Richard Kirk maintained that the cannabis edible he ate before the fatal encounter with his wife had a dangerous effect on his psyche.
Richard Kirk, who claimed in September that his consumption of a cannabis edible led him to murder his wife, pleaded guilty to the crime on Friday of last week.
Kirk, a Denver resident, pleaded guilty to shooting his wife, Kristine Kirk, following an argument in April 2014.
Kirk pleaded guilty to a second-degree murder charge, while a first-degree murder charge was dismissed. He faces sentencing next month, which will range from a prison term of 25 to 30 years and a fine between $5,000 and $1 million.
The couple had been encountered increasing financial difficulties, which had led to greater arguments.
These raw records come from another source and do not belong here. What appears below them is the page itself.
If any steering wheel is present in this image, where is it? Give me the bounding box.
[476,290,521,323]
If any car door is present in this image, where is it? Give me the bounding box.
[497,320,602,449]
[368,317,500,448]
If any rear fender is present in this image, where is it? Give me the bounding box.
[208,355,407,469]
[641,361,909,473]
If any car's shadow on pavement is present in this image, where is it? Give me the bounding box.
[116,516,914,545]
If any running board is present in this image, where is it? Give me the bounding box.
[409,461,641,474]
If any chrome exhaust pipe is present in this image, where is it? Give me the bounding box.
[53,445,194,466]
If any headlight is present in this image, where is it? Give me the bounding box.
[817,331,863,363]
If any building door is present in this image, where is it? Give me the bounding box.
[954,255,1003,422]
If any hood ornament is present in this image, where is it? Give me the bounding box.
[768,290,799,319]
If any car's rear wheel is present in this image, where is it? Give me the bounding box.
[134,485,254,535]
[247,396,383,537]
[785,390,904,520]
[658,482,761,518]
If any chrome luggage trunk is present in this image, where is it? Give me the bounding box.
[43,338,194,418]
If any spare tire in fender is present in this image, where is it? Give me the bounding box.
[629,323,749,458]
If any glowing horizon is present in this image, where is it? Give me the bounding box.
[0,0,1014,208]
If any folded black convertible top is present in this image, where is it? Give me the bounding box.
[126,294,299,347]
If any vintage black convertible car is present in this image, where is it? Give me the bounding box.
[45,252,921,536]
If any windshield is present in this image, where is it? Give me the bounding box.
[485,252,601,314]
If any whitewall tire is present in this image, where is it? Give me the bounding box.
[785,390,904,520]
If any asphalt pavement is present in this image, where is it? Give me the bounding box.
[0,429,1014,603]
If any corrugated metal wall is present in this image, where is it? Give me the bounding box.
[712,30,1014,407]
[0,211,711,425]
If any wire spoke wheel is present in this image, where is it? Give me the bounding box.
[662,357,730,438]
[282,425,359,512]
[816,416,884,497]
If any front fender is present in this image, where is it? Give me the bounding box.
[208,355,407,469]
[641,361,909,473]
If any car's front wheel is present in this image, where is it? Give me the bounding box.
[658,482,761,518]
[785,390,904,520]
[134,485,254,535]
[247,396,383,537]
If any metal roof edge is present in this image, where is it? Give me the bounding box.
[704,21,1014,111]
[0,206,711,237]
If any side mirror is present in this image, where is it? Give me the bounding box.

Kristine had reportedly mentioned to a friend that she had begun to fear for her safety.
The couple’s three boys were subsequently adopted by the parents of Kirk’s wife. The Denver district attorney, Beth McCann, said in a statement that the family had hoped the case would not go to trial and that its circumstances were “complicated and tragic.”
Everyone involved in this case felt this was a fair and just resolution of a tragic case. The family did not want to take this to trial given that there are three young boys.
The case attracted a great deal of controversy in the cannabis community.
Upon his arrest, Kirk initially pleaded not guilty, then in 2015 changed to an insanity plea. Kirk maintained that he had consumed a cannabis edible before the fatal encounter with his wife, which he claimed had had a dangerous effect on his psyche.
Kristine Kirk said in a 911 call before her death that her husband had consumed a cannabis edible and that he was hallucinating. She also said that he was retrieving a firearm.
The wife’s parents, Wayne and Marti Kohnke, and her sister, Tamara Heman, filed a lawsuit in May of last year against the manufacturers of the cannabis edibles. They claimed that the sale of the candy to Richard Kirk neglected to provide adequate warnings about its possible consequences.
The trio’s attorneys issued a statement at the time, claiming that the manufacturers and sellers of the edibles – Gaia’s Garden and Nutritional Elements, respectively – were negligent in their duties.
Edibles themselves are not the evil… It is the failure to warn, the failure to properly dose, the failure to tell the consumer how to safely use edibles that is the evil.
The lawsuit has yet to be resolved.
The subsequent guilty plea by Richard Kirk was met with guarded reactions from businesses and activists in the cannabis community, many of whom continue to maintain that his consumption of cannabis edibles had little if anything to do with his violent behavior.
The Cannabis Business Alliance’s (CBA) executive director, Mark Malone, issued a statement last week in which it called the murder a “horrific violent crime” and noted the cannabis industry’s confidence in the case’s resolution.
The industry is relieved that after years of investigations and mental health evaluations that Richard Kirk accepted responsibility for his actions.
CBA encourages public safety and consumer responsibility and is an advocate for proper dosing and consumer education, such as the Start Low, Go Slow campaign.